Stereoinversion at the Asu α-carbon atom (sp3-hybridized) requires that it becomes sp2-hybridized. Although a neutral enol (Scheme 1) and an enolate ion are possible candidates for an intermediate, the enolate ion will not be stable unless the pH is sufficiently basic. Here, it should be noted that the keto-enol tautomerism of aldehydes has been shown to be catalyzed by phosphate buffer (pH 7.4, 35 °C) [51]. Nitro-aci-nitro tautomerism is also catalyzed by phosphate buffer [52]. We show here that the H2PO4− ion can catalyze the elolization of the Hα–Cα–C=O portion of Asu by acting as a proton-transfer mediator.
2. Results and Discussion
Figure 2 shows the energy profiles in the gas phase and in water, and Figure 3, Figure 4, Figure 5, Figure 6, Figure 7 and Figure 8 show the optimized geometries. Geometry optimizations were performed in the gas phase using the B3LYP functional and the 6-31+G(d,p) basis set. Gibbs energies of hydration were calculated for the gas-phase optimized geometries by the SM8 (solvation model 8) continuum model [53,54]. Relative energies were corrected for the zero-point energy (ZPE) calculated in the gas phase. All the minima connected by a given transition state (TS) were confirmed by intrinsic reaction coordinate (IRC) calculations followed by full geometry optimizations. The Cartesian coordinates, total energies, ZPEs, and SM8 Gibbs energies of hydration of the optimized geometries are provided in Tables S1–S7.

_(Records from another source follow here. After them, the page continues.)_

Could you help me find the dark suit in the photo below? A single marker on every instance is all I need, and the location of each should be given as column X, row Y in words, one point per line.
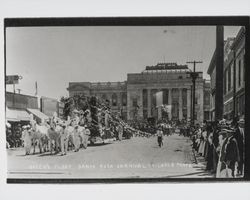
column 240, row 141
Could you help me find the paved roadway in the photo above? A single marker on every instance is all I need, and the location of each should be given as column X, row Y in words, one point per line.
column 134, row 158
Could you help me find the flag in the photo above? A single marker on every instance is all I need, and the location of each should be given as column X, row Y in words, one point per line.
column 167, row 108
column 159, row 98
column 36, row 88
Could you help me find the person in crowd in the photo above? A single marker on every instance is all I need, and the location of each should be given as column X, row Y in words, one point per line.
column 229, row 155
column 160, row 136
column 215, row 143
column 239, row 136
column 27, row 139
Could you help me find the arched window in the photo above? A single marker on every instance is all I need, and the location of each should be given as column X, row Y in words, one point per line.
column 114, row 99
column 124, row 99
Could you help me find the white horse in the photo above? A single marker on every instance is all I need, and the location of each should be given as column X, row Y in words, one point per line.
column 27, row 140
column 54, row 134
column 39, row 136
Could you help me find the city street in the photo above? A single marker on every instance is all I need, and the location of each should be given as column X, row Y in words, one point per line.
column 135, row 158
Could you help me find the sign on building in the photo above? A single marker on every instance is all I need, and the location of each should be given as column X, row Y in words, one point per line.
column 13, row 79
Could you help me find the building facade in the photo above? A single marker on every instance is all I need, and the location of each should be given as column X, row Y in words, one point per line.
column 233, row 77
column 143, row 94
column 20, row 106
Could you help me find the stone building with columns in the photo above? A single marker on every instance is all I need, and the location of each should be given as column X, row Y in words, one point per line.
column 142, row 95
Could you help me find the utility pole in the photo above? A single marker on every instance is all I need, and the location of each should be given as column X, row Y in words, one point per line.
column 194, row 75
column 219, row 72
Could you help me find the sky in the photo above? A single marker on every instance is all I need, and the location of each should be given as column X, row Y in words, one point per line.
column 55, row 56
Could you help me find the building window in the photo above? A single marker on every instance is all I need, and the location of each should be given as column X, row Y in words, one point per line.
column 196, row 100
column 145, row 98
column 124, row 99
column 114, row 99
column 206, row 115
column 229, row 79
column 239, row 74
column 206, row 98
column 104, row 96
column 184, row 97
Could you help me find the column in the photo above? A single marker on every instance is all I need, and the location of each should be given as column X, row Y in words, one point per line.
column 170, row 103
column 128, row 105
column 188, row 103
column 140, row 104
column 159, row 107
column 201, row 107
column 180, row 104
column 149, row 102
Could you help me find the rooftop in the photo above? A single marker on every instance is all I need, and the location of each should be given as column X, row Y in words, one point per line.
column 167, row 66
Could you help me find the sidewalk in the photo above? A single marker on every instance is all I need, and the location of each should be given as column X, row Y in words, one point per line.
column 199, row 162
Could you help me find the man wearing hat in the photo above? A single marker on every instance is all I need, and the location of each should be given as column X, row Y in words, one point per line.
column 27, row 139
column 229, row 155
column 239, row 136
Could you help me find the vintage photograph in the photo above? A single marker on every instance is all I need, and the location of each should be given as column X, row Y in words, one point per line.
column 125, row 102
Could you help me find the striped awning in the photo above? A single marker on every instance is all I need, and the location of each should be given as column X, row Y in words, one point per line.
column 16, row 115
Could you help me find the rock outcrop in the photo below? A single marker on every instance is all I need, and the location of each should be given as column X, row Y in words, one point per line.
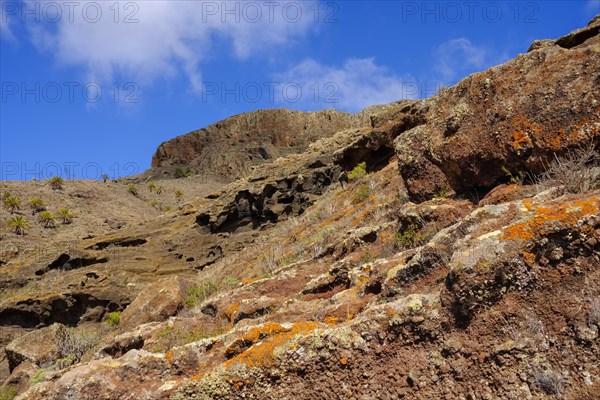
column 507, row 121
column 227, row 150
column 448, row 269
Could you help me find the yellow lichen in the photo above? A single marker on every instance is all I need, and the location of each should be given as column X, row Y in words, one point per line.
column 264, row 340
column 547, row 220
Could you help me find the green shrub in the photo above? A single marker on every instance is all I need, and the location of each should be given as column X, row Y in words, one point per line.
column 358, row 172
column 36, row 204
column 198, row 294
column 39, row 376
column 65, row 215
column 8, row 392
column 132, row 189
column 12, row 203
column 75, row 342
column 412, row 236
column 56, row 183
column 46, row 219
column 113, row 319
column 230, row 281
column 362, row 194
column 19, row 224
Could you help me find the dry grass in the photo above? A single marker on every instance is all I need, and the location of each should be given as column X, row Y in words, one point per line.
column 577, row 171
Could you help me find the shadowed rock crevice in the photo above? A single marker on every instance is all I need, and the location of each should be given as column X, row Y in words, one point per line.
column 64, row 262
column 66, row 309
column 120, row 242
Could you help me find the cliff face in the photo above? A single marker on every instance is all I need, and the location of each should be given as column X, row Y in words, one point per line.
column 227, row 149
column 462, row 262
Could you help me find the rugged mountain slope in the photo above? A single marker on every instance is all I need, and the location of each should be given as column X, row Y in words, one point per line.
column 228, row 149
column 294, row 283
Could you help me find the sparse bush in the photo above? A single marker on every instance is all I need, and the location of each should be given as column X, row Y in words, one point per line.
column 19, row 224
column 576, row 172
column 198, row 294
column 362, row 194
column 75, row 342
column 229, row 282
column 36, row 204
column 358, row 172
column 8, row 392
column 56, row 183
column 594, row 313
column 39, row 376
column 113, row 319
column 322, row 241
column 132, row 189
column 65, row 215
column 179, row 194
column 64, row 362
column 270, row 259
column 548, row 381
column 46, row 219
column 12, row 204
column 411, row 236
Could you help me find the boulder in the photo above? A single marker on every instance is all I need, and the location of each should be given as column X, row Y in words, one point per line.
column 506, row 121
column 38, row 347
column 157, row 302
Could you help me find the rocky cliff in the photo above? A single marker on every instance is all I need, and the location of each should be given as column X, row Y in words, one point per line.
column 228, row 149
column 460, row 263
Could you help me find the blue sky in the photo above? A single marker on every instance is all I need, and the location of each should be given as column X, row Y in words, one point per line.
column 94, row 87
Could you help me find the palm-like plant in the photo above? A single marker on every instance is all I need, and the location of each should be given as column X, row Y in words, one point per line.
column 66, row 215
column 36, row 204
column 179, row 194
column 19, row 224
column 56, row 183
column 46, row 219
column 12, row 204
column 132, row 189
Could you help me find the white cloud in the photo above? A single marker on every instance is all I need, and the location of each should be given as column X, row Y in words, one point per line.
column 169, row 37
column 357, row 84
column 6, row 32
column 593, row 6
column 457, row 56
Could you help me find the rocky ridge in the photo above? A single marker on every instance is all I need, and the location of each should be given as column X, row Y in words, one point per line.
column 450, row 270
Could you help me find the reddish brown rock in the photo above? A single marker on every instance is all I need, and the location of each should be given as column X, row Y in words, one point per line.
column 508, row 120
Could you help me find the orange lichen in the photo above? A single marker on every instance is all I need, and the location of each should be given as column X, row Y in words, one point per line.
column 264, row 340
column 552, row 138
column 547, row 220
column 529, row 258
column 528, row 204
column 248, row 281
column 231, row 311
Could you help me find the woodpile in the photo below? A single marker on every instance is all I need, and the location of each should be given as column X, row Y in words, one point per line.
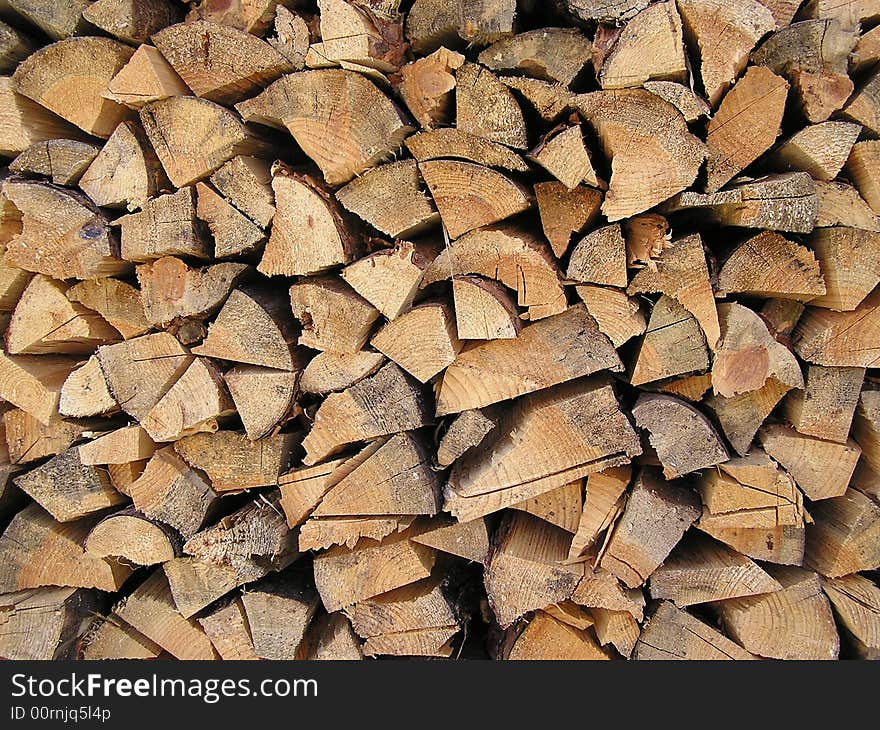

Figure 3 shows the geometry of the reactant complex (RC) formed between the model compound (in which the Asu residue is in the l-configuration) and an H2PO4− ion. Although only the extended conformation was considered for the model compound, we actually found five energy minima for complexes with an H2PO4− ion. The complex shown in Figure 3 (RC) is the most stable one when the hydration effect is included. In RC, a hydrogen bond (2.133 Å) is formed between the oxygen of the α-carbonyl group of Asu and one of the OH groups in H2PO4−. Moreover, two CH–O interactions are observed between the model compound and H2PO4−. One involves the Asu α-proton (2.262 Å), and the other (2.372 Å) involves the C-terminal methyl group. In the present model compound, the methyl proton relevant to the CH–O interaction mimics the α proton of the neighboring amino acid residue on the C-terminal side in actual proteins and peptides.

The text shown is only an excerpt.